The legal team of a government customer litigates against contractors under Russia's public procurement law (44-FZ): recovering penalties and terminating contracts. We built a system that prepares the lawyer's position on a dispute — the applicable rules, case law, risks, and the other side's counterarguments — a draft that the lawyer reviews and takes to court.
A large government customer has hundreds of contracts with contractors, and some of them end up in court. Every dispute lands on the legal team.
The contractor missed the deadlines, failed to deliver, broke the terms. The customer has to recover a penalty, terminate the contract, or fend off a counterclaim.
the position is assembled by hand from four sourcesWe built a system that prepares a draft of that position for the lawyer. The genuinely hard part turned out to be nothing like what you would expect from a task like this.
Take a penalty for late delivery: can it be recovered, and what is the ceiling? Any legal database will return the relevant articles in a second — liability applies, here is the formula, go to court. That is how a first-week intern would answer.
A lawyer who has actually run these disputes asks something else first: did the customer itself breach anything, hand over the site on time, sign off what was required, accept the milestones? If the customer failed to cooperate, the court can cut the penalty down or refuse to award it at all. These claims fall apart more often on counterclaims, on the customer’s own delay, or on a botched termination procedure than on a weak position on the merits.
The law here is public, it sits in open databases, and anyone can find an article. The lawyer’s value is elsewhere: remembering what gets used against you under that same law, and not repeating the mistake that tripped you up last time. The system assembles the position on a dispute — applicable rules, case law, risks, the other side’s counterarguments — and hands it over as a draft memorandum: a finished opinion with a stated position that the lawyer reviews and takes to court.
The obvious first move for a product like this is document search: take the question, find the most similar passages from laws and rulings, hand them to the model, and let it write the answer. For a quick reference question that works.

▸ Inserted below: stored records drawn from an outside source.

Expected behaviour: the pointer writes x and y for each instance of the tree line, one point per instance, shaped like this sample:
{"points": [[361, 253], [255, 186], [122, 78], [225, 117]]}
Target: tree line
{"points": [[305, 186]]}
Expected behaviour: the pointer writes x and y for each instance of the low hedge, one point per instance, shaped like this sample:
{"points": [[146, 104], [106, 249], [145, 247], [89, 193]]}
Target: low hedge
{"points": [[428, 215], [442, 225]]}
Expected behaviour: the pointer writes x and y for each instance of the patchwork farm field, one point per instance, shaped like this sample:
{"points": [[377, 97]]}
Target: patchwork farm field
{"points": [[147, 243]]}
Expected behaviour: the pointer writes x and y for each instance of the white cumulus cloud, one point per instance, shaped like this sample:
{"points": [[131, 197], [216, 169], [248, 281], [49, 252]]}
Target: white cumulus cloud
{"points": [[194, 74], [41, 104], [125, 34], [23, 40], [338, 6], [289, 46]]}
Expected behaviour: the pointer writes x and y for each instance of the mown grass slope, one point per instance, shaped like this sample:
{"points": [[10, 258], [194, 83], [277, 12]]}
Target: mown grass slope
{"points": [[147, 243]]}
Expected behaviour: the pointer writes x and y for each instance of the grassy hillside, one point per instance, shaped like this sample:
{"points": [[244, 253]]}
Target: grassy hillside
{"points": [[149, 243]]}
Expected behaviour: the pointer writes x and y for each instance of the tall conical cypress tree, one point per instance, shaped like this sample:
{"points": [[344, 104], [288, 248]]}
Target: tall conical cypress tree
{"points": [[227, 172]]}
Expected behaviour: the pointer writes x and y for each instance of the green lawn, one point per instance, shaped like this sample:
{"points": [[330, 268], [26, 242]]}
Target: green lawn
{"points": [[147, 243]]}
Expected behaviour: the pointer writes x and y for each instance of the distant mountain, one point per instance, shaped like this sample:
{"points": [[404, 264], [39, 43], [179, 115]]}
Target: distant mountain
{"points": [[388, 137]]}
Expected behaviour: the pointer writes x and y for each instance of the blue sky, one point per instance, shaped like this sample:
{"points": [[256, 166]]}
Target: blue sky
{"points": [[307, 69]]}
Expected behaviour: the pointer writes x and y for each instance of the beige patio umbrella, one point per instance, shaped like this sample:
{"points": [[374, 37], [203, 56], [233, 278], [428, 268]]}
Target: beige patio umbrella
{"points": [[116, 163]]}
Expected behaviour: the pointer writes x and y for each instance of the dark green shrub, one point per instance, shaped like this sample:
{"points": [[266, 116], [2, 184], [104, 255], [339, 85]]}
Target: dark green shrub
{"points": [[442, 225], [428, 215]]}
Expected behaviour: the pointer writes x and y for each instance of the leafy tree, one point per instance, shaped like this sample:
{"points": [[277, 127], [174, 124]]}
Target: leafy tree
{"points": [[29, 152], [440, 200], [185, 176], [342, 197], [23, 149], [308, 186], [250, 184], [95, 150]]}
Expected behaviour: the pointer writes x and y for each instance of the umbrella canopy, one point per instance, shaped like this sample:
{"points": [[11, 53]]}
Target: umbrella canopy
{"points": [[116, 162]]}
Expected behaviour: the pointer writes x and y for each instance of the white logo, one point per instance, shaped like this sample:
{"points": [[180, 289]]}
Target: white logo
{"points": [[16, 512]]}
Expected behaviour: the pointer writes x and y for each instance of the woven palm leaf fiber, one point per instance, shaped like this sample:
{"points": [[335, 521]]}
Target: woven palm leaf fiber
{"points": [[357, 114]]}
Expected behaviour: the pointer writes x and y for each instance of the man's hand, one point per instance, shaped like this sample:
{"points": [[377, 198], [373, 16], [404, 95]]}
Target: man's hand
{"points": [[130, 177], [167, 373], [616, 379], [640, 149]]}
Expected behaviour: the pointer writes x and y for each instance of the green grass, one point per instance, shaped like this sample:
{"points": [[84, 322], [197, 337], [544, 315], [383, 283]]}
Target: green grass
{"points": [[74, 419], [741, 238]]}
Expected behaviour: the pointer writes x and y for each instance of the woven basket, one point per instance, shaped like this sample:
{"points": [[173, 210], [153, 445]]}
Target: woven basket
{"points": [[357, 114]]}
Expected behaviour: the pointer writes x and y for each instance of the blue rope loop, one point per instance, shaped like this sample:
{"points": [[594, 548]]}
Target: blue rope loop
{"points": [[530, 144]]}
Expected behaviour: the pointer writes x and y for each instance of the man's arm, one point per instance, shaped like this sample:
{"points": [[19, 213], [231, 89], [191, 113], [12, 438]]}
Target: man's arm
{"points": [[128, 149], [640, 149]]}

For a court dispute it breaks on the very first case.
Back to the article on the customer’s duty to cooperate. In a court ruling about a contractor’s delay those words may not appear at all: cooperation is the contractor’s defense, something it raises in response, and it does not feature in the subject of the claim. Semantic search will not pull it up, because it is not in the text of the case. And the lawyer who forgot about it will hear it in the courtroom from the other side.

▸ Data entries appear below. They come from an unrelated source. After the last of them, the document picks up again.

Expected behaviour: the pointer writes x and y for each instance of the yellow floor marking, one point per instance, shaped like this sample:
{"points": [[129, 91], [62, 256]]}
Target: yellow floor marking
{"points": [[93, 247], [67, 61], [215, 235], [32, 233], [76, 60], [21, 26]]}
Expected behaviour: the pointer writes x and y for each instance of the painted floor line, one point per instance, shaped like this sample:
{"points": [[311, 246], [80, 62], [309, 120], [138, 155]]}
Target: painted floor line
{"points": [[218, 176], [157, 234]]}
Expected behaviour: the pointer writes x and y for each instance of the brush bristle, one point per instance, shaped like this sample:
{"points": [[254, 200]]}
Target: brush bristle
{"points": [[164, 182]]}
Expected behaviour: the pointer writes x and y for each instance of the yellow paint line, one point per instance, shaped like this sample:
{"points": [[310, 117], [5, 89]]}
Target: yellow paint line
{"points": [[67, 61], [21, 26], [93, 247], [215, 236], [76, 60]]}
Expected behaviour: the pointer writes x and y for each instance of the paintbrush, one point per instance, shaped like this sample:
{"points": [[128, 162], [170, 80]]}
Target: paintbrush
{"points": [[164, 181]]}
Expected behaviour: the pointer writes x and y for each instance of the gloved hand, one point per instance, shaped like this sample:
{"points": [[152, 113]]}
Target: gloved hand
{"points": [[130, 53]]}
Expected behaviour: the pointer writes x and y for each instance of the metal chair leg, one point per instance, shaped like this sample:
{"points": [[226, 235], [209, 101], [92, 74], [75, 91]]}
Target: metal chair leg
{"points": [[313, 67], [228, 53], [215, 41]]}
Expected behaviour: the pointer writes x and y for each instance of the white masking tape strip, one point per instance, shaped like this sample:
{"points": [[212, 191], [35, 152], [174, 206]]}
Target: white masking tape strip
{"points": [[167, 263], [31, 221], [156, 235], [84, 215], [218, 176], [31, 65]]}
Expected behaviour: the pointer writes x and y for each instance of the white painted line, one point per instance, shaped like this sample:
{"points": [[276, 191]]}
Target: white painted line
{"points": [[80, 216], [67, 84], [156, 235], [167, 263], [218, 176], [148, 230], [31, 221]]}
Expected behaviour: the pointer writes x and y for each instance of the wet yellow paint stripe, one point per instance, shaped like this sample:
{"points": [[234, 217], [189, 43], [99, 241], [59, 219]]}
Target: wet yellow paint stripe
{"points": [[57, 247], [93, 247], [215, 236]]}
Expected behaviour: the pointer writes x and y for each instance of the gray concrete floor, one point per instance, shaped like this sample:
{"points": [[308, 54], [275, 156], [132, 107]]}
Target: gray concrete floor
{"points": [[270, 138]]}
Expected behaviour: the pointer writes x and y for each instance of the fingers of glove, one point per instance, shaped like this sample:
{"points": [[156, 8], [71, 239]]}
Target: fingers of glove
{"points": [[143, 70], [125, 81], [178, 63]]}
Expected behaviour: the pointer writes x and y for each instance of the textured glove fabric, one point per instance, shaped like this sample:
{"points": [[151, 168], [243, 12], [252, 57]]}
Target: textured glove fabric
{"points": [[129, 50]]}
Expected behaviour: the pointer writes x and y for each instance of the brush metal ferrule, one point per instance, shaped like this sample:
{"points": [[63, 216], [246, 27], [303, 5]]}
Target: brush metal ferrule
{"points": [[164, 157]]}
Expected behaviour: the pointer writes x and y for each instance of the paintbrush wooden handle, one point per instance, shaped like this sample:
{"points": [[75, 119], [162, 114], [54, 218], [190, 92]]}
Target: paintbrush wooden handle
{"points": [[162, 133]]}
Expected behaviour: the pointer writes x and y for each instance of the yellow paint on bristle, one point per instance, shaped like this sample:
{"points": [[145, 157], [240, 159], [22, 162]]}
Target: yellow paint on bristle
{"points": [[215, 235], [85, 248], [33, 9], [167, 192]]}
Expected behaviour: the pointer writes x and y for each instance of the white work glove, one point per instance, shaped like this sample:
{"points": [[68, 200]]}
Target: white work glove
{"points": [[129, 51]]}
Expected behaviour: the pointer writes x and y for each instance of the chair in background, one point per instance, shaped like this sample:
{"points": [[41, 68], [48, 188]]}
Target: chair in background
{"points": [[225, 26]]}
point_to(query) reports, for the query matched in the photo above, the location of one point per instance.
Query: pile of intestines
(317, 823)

That is where the central decision of the whole system came from: when it comes to completeness, do not trust search. A rule being absent from the retrieved documents does not mean it is not needed. More often the opposite is true: the rules most dangerous to the customer are exactly the ones it would never write into its own claim.

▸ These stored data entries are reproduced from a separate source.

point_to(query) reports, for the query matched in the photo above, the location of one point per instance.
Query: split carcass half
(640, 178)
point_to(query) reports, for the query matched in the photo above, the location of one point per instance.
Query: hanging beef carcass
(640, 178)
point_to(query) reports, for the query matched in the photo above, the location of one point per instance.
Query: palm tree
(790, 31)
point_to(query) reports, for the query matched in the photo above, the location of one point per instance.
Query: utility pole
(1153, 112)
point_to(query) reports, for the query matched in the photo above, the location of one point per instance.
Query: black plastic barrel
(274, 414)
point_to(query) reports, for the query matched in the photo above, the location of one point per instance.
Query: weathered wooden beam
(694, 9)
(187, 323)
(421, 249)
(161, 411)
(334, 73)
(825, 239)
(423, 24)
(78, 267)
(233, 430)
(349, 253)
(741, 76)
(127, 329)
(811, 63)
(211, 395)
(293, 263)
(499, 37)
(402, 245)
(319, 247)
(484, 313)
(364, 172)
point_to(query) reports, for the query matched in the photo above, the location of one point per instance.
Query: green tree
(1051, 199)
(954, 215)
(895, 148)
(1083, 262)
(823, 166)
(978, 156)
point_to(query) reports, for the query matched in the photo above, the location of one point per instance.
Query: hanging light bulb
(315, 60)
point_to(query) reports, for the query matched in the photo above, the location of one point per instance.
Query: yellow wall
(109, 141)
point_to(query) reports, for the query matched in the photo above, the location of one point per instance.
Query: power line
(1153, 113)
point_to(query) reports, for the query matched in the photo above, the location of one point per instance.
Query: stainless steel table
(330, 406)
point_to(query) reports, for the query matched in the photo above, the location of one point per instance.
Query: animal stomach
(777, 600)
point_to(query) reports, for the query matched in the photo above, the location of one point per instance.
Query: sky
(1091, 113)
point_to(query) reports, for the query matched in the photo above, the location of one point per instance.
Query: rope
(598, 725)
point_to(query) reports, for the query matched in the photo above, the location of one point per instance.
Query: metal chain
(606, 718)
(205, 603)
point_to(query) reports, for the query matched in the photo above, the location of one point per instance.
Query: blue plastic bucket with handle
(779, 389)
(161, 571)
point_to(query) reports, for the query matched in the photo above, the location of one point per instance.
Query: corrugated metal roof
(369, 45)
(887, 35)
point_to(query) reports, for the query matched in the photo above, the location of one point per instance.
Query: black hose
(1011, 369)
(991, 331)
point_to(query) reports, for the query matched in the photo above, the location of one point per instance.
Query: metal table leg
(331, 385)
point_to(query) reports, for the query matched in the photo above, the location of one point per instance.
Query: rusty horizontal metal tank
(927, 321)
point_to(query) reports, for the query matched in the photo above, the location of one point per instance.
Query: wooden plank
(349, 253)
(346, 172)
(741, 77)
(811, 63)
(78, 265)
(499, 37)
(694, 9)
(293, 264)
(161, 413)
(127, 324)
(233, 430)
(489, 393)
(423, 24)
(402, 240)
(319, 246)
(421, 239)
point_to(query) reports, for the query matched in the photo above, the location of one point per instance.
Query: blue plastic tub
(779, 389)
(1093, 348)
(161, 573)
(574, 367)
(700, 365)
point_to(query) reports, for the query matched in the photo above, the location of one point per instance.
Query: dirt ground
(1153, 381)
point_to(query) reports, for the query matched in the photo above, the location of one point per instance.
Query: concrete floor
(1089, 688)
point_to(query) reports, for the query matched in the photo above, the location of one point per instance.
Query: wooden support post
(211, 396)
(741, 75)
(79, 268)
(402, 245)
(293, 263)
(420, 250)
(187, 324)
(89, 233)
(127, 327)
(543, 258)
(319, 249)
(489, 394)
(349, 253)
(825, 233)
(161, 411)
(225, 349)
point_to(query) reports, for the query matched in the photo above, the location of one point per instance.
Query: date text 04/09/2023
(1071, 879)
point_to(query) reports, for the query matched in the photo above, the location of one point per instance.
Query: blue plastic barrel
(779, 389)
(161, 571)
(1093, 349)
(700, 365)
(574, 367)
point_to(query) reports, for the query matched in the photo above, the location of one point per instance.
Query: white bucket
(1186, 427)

So half of the engineering here lives outside search, in what the system adds to the retrieved material on its own. From the wording of the question it identifies the type of dispute and pulls in the rules the lawyer is obliged to check, even when they are nowhere in the case.
Ask about a penalty for delay, and the system lays out what the contractor will defend with before the lawyer even thinks of it. The links are written by hand, like the memory of someone who has sat through hundreds of hearings and knows which rules travel to court together. It is manual work, and for every new type of dispute the map is written out again.
There is caution in the other direction too: the system just as deliberately drops a rule that does not belong. The Civil Code and the public procurement law run on different regimes, and mixing their sanctions in one argument is a mistake the opponent spots immediately. So on a purely civil question the system does not drag in procurement articles, and when the question is specifically about reducing a penalty it removes the cooperation rules: that is a different axis of the dispute, and the extra material only adds noise.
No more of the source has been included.